2. Petitioner is not barred by collateral estoppel from levying the increased assessments. Pp. 466 U. S. 361-363.
(a) Collateral estoppel was applied here as a matter of federal, not state, law, and thus the case is not insulated from review in this Court on the asserted ground that, because Michelin did not expressly overrule Hooven I, state law principles of collateral estoppel bar imposition of the Ohio tax on respondent's imported fibers. The case concerns federal issues and a contention that a state court disregarded a federal constitutional ruling of this Court. Pp. 466 U. S. 361-362.

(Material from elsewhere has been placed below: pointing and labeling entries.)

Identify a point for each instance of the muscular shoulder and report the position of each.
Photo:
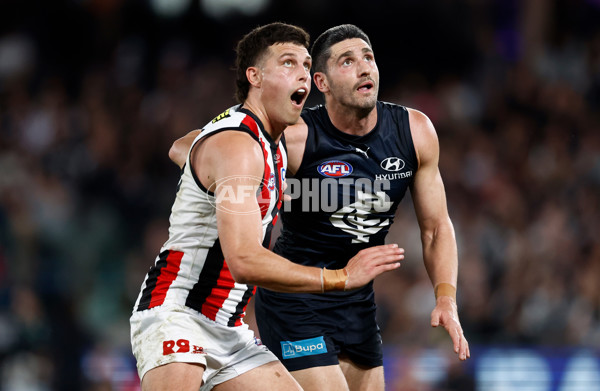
(227, 153)
(424, 137)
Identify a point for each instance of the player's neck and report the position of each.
(351, 120)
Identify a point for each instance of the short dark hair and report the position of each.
(321, 50)
(254, 45)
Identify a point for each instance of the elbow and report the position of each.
(240, 267)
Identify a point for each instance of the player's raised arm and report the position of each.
(437, 233)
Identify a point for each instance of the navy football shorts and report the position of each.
(306, 331)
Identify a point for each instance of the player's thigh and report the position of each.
(326, 378)
(361, 378)
(268, 377)
(174, 376)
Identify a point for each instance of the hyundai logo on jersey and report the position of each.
(305, 347)
(392, 164)
(335, 169)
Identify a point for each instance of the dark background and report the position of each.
(93, 93)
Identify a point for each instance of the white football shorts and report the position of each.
(161, 336)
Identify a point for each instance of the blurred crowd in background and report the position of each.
(94, 92)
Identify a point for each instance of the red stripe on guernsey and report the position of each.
(165, 278)
(279, 170)
(251, 124)
(265, 196)
(219, 293)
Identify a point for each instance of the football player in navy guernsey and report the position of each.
(370, 152)
(187, 329)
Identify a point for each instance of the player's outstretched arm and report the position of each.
(180, 148)
(437, 233)
(240, 227)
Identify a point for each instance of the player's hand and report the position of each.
(371, 262)
(445, 314)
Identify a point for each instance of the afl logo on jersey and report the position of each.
(271, 184)
(335, 169)
(392, 164)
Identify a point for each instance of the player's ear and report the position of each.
(254, 76)
(321, 82)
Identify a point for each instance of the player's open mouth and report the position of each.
(364, 87)
(298, 96)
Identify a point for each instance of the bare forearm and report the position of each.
(440, 254)
(267, 269)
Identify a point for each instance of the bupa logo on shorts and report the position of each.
(392, 164)
(305, 347)
(335, 169)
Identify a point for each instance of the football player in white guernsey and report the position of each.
(346, 73)
(187, 331)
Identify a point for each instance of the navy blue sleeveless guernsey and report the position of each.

(b) While the parties, the tax, and the goods imported in their containers are the same here as in Hooven I, the years involved are not. Because of this difference in tax years, the case is controlled by Commissioner v. Sunnen, 333 U. S. 591, a federal income tax case wherein it was held that an earlier decision of the Board of Tax Appeals involving the same facts, questions, and parties, but different tax years, was not conclusive under the collateral estoppel doctrine because certain intervening decisions of this Court made manifest the error of the result reached by the Board. Failure to follow Sunnen's dictates would lead to the very tax inequality that the admonition of that case was designed to avoid. Pp. 466 U. S. 362-363.
4 Ohio St.3d 169, 447 N.E.2d 1295, vacated and remanded.
BLACKMUN, J., delivered the opinion for a unanimous Court.